2026-03-27-daily-llm-routing-and-loop-prevention

Today's Changes in Brief

A few small patches to the Agent service today, centered on two goals: cost reduction and preventing infinite loops.

1. LLM Routing Refactor (cli.ts)

Removed DeepSeek and Ark-related code, added two paths:

Local Qwen (LM Studio): For simple logic tasks, hits localhost:1234
GLM-5 (OpenAI-compatible endpoint): For complex logic, defaults to OPENAI_BASE_URL

Straightforward move—if it runs locally, don't burn expensive API calls. But the question is: can the local model handle complex tasks? Currently there's a fallback strategy: glm-5 as default, qwen as optional speedup layer.

2. Evaluation Enhancement (evaluate/handler.ts)

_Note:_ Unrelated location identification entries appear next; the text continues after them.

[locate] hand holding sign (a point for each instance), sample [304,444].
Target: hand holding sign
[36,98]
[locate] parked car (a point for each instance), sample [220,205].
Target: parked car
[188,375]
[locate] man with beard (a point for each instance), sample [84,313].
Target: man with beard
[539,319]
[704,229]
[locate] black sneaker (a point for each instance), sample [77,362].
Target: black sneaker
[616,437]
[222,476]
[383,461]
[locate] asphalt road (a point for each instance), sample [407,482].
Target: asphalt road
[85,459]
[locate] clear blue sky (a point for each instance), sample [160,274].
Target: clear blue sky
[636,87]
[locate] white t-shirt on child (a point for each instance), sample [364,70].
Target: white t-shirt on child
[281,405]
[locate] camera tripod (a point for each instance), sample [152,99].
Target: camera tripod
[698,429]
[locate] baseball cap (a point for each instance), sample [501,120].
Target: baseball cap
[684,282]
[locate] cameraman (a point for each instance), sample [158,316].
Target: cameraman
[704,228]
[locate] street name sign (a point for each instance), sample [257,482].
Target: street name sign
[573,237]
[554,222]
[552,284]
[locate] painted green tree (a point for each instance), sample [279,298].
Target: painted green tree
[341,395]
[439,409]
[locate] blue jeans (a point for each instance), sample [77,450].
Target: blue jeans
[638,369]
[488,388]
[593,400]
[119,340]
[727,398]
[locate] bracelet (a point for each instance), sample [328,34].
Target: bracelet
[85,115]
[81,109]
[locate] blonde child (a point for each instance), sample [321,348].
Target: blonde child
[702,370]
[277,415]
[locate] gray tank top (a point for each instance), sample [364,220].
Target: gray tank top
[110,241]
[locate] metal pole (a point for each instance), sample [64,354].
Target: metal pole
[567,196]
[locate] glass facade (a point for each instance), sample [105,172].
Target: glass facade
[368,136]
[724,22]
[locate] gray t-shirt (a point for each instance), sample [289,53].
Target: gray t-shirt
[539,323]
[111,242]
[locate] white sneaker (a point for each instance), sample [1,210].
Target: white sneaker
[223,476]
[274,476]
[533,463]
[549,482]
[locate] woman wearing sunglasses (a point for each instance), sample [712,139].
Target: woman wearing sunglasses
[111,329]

Added loopable field: if score >=55, allow loop retry; below 55, disallow.

This threshold feels arbitrary. Where did 55 come from? What's the basis? Nobody explains.

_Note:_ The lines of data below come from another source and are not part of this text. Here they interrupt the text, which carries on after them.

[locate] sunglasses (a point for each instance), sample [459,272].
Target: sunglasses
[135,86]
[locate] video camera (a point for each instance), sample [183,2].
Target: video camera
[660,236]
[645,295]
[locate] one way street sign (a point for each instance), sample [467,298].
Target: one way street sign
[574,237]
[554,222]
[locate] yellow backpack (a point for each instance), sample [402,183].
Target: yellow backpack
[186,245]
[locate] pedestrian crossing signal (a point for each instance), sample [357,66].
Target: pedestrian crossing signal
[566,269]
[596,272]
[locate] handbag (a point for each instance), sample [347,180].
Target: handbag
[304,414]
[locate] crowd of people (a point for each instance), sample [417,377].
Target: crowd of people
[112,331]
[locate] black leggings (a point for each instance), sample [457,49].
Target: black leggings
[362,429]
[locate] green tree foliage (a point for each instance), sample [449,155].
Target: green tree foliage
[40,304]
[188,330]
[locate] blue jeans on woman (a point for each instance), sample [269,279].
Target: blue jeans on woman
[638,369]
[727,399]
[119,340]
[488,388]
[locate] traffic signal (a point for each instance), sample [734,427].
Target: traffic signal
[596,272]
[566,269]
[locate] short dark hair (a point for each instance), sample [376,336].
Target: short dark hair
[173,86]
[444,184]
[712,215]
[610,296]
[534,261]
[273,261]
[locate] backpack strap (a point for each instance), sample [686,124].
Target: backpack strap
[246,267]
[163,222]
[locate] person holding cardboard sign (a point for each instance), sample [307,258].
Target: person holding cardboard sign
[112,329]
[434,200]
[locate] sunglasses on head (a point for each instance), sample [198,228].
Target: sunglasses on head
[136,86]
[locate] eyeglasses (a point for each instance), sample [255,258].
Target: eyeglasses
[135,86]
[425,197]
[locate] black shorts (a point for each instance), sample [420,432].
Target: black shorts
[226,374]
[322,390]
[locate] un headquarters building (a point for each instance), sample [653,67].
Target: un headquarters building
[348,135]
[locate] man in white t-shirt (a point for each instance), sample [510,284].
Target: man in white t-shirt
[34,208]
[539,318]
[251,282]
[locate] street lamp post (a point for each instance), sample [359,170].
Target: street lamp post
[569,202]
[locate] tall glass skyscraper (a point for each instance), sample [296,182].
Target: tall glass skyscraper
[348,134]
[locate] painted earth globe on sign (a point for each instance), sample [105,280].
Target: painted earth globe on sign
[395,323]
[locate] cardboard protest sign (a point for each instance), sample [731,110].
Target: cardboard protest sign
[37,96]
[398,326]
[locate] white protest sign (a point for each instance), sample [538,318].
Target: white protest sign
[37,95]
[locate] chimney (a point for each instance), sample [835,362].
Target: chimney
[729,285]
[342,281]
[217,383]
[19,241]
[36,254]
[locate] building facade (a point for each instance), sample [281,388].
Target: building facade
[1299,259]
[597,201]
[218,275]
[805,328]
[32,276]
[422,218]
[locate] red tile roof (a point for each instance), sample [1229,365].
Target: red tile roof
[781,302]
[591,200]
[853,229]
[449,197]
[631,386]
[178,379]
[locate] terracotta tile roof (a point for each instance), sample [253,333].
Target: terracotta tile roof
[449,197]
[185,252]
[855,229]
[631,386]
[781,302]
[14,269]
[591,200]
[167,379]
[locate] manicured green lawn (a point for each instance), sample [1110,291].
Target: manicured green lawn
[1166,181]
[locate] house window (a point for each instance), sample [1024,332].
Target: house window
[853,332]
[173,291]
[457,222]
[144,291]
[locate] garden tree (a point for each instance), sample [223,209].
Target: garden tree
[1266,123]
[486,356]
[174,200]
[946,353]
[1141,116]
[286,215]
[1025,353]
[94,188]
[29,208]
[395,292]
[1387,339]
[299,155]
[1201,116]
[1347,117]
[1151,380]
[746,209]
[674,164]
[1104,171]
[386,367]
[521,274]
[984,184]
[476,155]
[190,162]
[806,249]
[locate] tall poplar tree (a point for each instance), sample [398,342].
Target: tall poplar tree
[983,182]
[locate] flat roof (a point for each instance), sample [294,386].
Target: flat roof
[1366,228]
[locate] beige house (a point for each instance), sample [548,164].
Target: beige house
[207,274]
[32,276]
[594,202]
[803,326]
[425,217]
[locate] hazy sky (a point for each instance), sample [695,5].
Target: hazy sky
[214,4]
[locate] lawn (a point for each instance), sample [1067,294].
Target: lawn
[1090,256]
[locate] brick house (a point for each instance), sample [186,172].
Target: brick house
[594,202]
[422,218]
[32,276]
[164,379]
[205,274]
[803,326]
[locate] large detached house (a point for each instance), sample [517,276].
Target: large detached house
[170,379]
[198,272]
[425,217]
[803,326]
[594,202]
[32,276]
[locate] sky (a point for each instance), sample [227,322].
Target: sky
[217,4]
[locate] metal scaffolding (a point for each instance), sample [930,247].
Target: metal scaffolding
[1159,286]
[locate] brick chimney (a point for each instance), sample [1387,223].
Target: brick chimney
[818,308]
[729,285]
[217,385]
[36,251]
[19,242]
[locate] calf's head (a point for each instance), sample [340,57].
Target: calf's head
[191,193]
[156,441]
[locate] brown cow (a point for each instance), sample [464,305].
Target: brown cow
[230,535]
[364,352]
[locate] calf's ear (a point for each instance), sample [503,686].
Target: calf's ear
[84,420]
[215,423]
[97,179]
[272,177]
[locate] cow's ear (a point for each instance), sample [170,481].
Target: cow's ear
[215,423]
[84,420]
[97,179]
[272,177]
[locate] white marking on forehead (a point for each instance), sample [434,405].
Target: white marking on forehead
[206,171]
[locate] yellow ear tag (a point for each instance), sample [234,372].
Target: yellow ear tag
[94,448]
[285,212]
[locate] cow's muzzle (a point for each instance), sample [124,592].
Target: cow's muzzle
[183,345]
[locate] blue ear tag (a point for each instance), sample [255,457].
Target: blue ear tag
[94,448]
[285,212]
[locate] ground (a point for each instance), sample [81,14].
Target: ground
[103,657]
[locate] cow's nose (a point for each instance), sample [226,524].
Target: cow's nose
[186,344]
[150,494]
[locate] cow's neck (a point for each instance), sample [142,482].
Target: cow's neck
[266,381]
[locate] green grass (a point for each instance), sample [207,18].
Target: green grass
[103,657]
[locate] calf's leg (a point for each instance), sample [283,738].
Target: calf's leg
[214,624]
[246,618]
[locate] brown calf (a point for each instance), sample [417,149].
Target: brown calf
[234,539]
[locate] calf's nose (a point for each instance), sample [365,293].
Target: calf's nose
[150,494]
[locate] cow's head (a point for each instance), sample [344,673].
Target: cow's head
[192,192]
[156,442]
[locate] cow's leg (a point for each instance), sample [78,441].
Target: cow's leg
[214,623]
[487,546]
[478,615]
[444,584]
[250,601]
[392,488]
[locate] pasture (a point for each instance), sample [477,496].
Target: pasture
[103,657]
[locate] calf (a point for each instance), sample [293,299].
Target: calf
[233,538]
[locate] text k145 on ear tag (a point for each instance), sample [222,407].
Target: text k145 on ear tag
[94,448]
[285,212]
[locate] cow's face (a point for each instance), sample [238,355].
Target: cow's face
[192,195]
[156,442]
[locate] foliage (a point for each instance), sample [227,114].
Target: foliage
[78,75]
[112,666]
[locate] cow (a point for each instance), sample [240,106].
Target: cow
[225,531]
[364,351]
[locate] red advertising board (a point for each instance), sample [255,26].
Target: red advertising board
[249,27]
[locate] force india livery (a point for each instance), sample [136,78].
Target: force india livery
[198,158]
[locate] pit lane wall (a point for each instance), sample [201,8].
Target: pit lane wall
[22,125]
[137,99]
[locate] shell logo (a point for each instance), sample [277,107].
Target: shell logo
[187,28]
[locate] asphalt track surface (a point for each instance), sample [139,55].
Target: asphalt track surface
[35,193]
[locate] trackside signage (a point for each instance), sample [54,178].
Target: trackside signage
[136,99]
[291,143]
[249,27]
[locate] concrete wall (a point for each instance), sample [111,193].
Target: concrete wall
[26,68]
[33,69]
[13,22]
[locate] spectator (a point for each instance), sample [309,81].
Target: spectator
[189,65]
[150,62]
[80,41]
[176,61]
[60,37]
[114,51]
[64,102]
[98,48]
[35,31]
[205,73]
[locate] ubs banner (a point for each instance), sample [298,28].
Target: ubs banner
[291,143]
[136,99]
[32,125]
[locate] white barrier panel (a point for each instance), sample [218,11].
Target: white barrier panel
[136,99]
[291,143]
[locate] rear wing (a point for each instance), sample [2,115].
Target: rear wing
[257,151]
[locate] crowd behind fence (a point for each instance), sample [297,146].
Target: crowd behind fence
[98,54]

3. Executor Smart Skip (executor/handler.ts)

Added checkRepoHasTests(): if repo has no test files, skip testCommand.

Seems reasonable, but there's a risk: what if someone deliberately leaves out test files to bypass validation? Currently it's just "skip", not "error"—manageable but not rigorous enough.

4. Reflect Loop Detection (reflect/handler.ts)

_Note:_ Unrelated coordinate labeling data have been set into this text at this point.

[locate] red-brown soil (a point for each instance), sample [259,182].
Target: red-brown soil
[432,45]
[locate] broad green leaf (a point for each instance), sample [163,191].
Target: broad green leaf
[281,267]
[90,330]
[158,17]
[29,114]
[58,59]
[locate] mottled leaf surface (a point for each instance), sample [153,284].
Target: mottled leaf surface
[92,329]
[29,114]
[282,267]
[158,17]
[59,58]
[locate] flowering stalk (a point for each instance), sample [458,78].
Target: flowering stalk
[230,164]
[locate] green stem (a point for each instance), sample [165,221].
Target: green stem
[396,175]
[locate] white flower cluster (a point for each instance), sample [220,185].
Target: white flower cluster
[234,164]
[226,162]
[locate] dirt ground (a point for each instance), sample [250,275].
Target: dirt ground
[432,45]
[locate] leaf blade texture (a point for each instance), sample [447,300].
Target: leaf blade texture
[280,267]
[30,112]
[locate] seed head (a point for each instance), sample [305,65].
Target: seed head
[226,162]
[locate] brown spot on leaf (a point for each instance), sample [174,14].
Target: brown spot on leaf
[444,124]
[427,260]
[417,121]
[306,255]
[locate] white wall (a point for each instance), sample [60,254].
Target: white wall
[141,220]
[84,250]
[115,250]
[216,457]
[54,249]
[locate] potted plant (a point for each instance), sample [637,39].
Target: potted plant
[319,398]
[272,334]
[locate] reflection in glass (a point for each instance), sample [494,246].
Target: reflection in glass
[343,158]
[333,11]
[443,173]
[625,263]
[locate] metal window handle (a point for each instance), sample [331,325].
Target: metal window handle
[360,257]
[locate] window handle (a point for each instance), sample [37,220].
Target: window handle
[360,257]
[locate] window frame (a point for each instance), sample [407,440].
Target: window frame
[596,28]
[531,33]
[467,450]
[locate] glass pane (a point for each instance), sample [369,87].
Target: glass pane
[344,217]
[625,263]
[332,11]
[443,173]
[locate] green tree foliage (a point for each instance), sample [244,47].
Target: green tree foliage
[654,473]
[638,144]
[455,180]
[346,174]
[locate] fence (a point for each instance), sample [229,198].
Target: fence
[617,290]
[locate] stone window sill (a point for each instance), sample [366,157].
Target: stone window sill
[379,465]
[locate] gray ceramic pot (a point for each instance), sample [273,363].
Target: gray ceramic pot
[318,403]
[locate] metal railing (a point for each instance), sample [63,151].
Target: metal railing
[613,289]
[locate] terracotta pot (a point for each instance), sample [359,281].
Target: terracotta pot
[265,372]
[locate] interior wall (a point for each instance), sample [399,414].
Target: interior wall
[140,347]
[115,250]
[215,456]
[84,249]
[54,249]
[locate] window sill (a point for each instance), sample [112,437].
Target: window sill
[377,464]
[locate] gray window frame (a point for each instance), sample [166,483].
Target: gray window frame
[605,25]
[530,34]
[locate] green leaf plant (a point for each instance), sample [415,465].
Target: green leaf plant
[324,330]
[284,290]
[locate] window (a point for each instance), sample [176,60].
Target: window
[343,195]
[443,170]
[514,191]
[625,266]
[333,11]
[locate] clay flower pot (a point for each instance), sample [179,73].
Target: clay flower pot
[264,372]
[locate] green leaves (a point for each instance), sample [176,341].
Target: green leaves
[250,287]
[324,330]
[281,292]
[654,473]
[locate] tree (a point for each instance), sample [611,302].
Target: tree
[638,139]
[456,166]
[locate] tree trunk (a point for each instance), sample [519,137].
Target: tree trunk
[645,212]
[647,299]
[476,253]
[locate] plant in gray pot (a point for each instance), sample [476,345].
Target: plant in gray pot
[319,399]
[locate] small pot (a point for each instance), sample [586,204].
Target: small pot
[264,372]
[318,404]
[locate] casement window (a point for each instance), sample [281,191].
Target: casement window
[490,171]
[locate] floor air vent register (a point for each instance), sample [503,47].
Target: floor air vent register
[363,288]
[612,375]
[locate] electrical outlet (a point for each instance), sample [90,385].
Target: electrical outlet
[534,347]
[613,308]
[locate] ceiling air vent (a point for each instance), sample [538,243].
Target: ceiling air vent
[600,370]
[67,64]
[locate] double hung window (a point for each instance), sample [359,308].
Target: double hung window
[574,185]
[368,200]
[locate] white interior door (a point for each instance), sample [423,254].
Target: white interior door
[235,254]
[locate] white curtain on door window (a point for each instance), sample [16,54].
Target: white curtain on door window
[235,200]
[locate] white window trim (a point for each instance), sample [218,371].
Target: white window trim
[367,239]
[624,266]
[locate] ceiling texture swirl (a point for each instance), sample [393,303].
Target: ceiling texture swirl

Improved suggestImprovements(): count repeated errors in actionResults, if >2 times return "stop loop, manual intervention needed".

Most valuable change today. Previous version only gave suggestions; now it actually breaks the loop, preventing Agent from falling into the same hole repeatedly.

5. Triage Optimization (triage/handler.ts)

Fallback path: if LLM call fails and category is "testing", skip instead of proceed_to_plan.

Reflection: Over-Optimization or Reasonable Convergence?

This round of changes is overall "defensive"—not feature-driven, but patching and cost-saving.

But a few questions worth asking:

55-point threshold: Who set it? Why not 50 or 60? A threshold without A/B testing is just guesswork.
Local Qwen: In real production, how stable is the local model? What about power failure, OOM, model loading failures?
Test-skip logic: Could there be false positives? A repo with tests but non-standard path gets skipped?

中文摘要

今日变更聚焦成本控制与死循环防护：

LLM 路由：移除 DeepSeek/Ark，新增本地 Qwen + GLM-5
评估器：新增 loopable 字段（>=55 分允许重试）
执行器：新增 checkRepoHasTests() 跳过无测试仓库的 testCommand
反思模块：增加重复错误检测，2 次以上直接打断循环
分诊模块：fallback 时跳过 "testing" 类别

整体方向偏防守——止血省钱。但部分阈值（如 55 分）缺乏充分依据。